Presidents through the years have professed to care about a lot of different topics and causes. But if they really cared about reelection, they would learn to care more about oil prices.
This week’s chart presents an interesting correlation, going back 3 decades, comparing oil prices (inverted) to presidential approval in Gallup’s data set. Multiple presidents’ ratings are stitched together in this chart in order to allow us to see the effects of changes in oil prices over the years. While actual performance of a president’s actual job duties does weigh somewhat on the public’s attitudes, it is clear that changes in oil prices matter a whole lot.
Anyone who gets out of the house regularly will likely pass by a gas station, and see the current prices of gasoline in 2-foot letters. We therefore have more collective awareness of those price changes than we do for anything else that we purchase, even though gasoline costs now only amount to a very small percentage of the money that we spend. And that awareness historically flows through to how we feel about the guy in the White House.
When President Biden took office on January 20, 2021, crude oil prices were at $53/barrel. Now they have risen to above $80, causing the price plot to drop in the chart above due to the inverted scaling. And his approval according to Gallup has dropped from 57% down to 43%. Oil is not the only factor affecting that change in his approval, but it is definitely a big factor.
On Oct. 8, White House spokesman Jen Psaki was asked about the higher fuel costs, and replied stating, “Certainly we want to keep oil prices low, but the threat of a climate crisis cannot wait any longer.” This is reminiscent of President Obama asserting in January 2008, “Under my plan of a cap and trade system, electricity rates would necessarily skyrocket.” When Mr. Obama took office in January 2009, he enjoyed a 68% initial approval rating, and $40 oil. But as he stayed in office longer, oil prices rose to $113 by April 2011, and his approval rating fell to 40%.
When the fracking boom unfolded starting in 2014, President Obama’s approval rating started to climb again, and he finished his presidency at 59% approval, and at $51/barrel oil.
Obama’s predecessor, George W. Bush, saw the effects of oil prices on his approval rating as well. Right after 9/11, Bush’s approval soared to 90% in Gallup’s polling, in part because the public did not want to be seen as critical of the president with the country at war. Oil prices were in the low $20s. By July 2008, the commodity indexing bubble had taken oil prices up as high as $145/barrel, and Bush’s approval ratings dipped into the 20s.

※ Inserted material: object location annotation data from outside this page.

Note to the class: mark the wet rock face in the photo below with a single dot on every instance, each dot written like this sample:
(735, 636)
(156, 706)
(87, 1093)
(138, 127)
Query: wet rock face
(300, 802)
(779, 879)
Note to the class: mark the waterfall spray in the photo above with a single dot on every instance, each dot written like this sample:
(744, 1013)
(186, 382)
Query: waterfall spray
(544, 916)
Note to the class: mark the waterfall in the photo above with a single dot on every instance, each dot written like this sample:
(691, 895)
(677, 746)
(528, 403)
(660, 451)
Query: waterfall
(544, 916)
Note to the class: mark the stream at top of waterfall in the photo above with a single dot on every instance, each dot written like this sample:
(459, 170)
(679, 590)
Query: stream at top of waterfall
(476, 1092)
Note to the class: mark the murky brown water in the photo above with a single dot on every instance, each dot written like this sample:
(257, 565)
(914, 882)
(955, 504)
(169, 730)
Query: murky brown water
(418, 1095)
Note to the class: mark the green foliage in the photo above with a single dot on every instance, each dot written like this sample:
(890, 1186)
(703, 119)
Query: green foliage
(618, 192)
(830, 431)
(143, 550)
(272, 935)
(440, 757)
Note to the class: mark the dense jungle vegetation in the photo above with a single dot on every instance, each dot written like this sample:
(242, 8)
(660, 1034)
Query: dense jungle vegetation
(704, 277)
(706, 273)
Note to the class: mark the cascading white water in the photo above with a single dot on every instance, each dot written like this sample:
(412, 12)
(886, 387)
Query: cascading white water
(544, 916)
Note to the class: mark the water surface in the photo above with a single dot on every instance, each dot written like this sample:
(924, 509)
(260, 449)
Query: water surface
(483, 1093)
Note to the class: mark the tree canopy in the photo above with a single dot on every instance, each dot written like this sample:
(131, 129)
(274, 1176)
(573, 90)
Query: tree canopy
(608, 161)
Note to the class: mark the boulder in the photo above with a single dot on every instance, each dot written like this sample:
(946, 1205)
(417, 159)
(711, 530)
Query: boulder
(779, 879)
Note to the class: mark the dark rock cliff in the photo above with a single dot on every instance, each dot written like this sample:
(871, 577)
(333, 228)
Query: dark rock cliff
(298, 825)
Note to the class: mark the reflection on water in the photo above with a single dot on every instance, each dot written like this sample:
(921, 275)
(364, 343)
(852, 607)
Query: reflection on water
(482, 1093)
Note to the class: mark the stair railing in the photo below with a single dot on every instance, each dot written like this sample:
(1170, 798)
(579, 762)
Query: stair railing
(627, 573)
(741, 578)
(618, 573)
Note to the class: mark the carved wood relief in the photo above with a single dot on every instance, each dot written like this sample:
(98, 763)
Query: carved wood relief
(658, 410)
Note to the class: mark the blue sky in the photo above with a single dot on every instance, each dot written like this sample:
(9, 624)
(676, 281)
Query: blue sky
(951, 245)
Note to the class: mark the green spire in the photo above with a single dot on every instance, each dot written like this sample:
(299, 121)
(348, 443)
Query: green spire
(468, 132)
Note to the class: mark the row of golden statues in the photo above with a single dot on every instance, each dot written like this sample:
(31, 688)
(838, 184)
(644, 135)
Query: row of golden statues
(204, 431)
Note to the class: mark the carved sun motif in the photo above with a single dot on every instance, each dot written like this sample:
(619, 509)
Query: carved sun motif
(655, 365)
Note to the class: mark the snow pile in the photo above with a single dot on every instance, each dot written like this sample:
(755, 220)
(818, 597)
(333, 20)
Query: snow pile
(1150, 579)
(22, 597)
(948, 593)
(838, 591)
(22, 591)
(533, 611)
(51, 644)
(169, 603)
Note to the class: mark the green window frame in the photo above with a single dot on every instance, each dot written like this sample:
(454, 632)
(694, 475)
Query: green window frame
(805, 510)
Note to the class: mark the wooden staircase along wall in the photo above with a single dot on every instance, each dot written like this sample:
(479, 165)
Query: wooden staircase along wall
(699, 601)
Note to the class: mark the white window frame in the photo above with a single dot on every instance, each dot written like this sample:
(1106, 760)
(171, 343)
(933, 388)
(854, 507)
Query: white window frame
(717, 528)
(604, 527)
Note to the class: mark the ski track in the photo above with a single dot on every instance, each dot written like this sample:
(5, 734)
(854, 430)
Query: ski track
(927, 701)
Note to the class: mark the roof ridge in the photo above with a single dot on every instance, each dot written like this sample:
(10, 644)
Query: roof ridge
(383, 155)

This all has a markets angle, because of the way that gold prices tend to foretell the future movements of oil prices about 20 months ahead, something I discussed here on September 30.
So if oil prices are going to continue marching higher toward a top ideally due around April 2022, to match gold’s march northward to its August 2020 top, then it would mean that presidential approval rates would continue to fall, responding to that rise in oil prices. That will likely make the mid-term elections in November 2022 all the more contentious.